Many Fed committee members are projecting four interest rate hikes this year. But markets overall only believe there will be two. That’s a big gap in the investing world.
“The market is underestimating where we’re going to be,” Stanley Fischer, the Fed’s vice chair, told CNBC Tuesday morning. “We think that they’re too low.”
In December, the Fed set it’s short term interest rate at 0.25% and forecast that rates could be at 1.25% in a year.
But not Wall Street — most see the rate go up to 0.75% at best.
With fears about China’s slowdown back on the rise, and North Korea’s alleged hydrogen bomb test, markets are increasingly on edge. Those concerns may dim investor’s outlook on future Fed rate hikes.
“There are levels of uncertainty and they’ve risen a bit now,” said Fischer.
Other Fed members feel the uncertainty too. The Fed increased rates in December for the first time in nearly a decade, and signaled that it is on track to raise rates, albeit at a gradual pace.
The Fed’s committee voted unanimously for a rate hike, but minutes released from the meeting show that members weren’t confident about the U.S. economy as its projections suggest. December’s rate hike was a “close call” for some committee members, according to the minutes released Wednesday.
Some members expressed “significant concern” about U.S. inflation, which is being held down by low prices for commodities like oil. The Fed is also concerned about the rising strength of the dollar and emerging markets.
“[Fed committee members] cited a number of lingering concerns, including the possibility that further dollar appreciation and persistent weakness in commodity prices could increase the stress on emerging market economies,” said the Fed in its minutes.
Wall Street already seems to be giving more weight to those risks than the Fed. Only one out of 10 experts surveyed by CNNMoney sees four rate hikes this year.
Fischer argues that the factors holding back the U.S. economy — a stronger dollar and falling oil prices — will probably abate later in the year. Oil prices may not fall much more, but as long as they’re stable, that should allow U.S. inflation to rise towards the Fed’s 2% goal, he said.

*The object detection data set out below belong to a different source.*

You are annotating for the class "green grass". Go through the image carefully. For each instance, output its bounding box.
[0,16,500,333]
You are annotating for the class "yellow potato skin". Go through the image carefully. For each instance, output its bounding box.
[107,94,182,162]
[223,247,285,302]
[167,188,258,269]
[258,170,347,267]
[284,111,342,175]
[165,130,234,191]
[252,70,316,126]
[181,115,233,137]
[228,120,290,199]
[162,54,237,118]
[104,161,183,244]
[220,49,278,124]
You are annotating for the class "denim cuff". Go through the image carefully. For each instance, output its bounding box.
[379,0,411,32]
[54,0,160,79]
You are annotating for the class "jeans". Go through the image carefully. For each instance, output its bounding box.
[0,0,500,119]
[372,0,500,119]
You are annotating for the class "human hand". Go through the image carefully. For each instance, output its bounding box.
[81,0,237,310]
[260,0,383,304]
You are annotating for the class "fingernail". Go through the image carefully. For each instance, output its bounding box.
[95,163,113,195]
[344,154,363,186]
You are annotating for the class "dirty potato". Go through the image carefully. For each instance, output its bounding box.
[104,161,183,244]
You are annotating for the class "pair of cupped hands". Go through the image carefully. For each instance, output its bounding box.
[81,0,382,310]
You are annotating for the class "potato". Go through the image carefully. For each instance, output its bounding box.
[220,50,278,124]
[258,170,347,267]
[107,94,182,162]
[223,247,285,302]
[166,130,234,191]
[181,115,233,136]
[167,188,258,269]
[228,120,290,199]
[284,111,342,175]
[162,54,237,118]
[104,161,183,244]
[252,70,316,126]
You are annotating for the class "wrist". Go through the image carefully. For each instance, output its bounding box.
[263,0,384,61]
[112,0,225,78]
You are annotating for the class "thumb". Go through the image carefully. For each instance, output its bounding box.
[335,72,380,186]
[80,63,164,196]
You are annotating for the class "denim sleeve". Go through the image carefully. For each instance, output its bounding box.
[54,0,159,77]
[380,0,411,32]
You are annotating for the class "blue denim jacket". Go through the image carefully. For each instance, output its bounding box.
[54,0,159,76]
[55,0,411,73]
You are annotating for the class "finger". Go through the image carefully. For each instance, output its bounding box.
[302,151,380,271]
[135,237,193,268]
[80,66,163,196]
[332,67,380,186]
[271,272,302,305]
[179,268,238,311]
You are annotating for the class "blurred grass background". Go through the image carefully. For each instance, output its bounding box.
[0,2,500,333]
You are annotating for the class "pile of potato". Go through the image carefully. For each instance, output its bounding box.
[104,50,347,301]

“Those declines in oil and the appreciation in the dollar aren’t going to go on forever, or for even very long,” said Fischer.
However, it’s important to note that Fed rate hikes are sometimes the very thing that strengthens the dollar even more. And other central banks around the globe are cutting interest rates, which typically weakens their currencies.
Fischer emphasized that he isn’t sure how many rate hikes the Fed will do this year, but said that four rate hikes are “in the ballpark,” for 2016 — at least for now.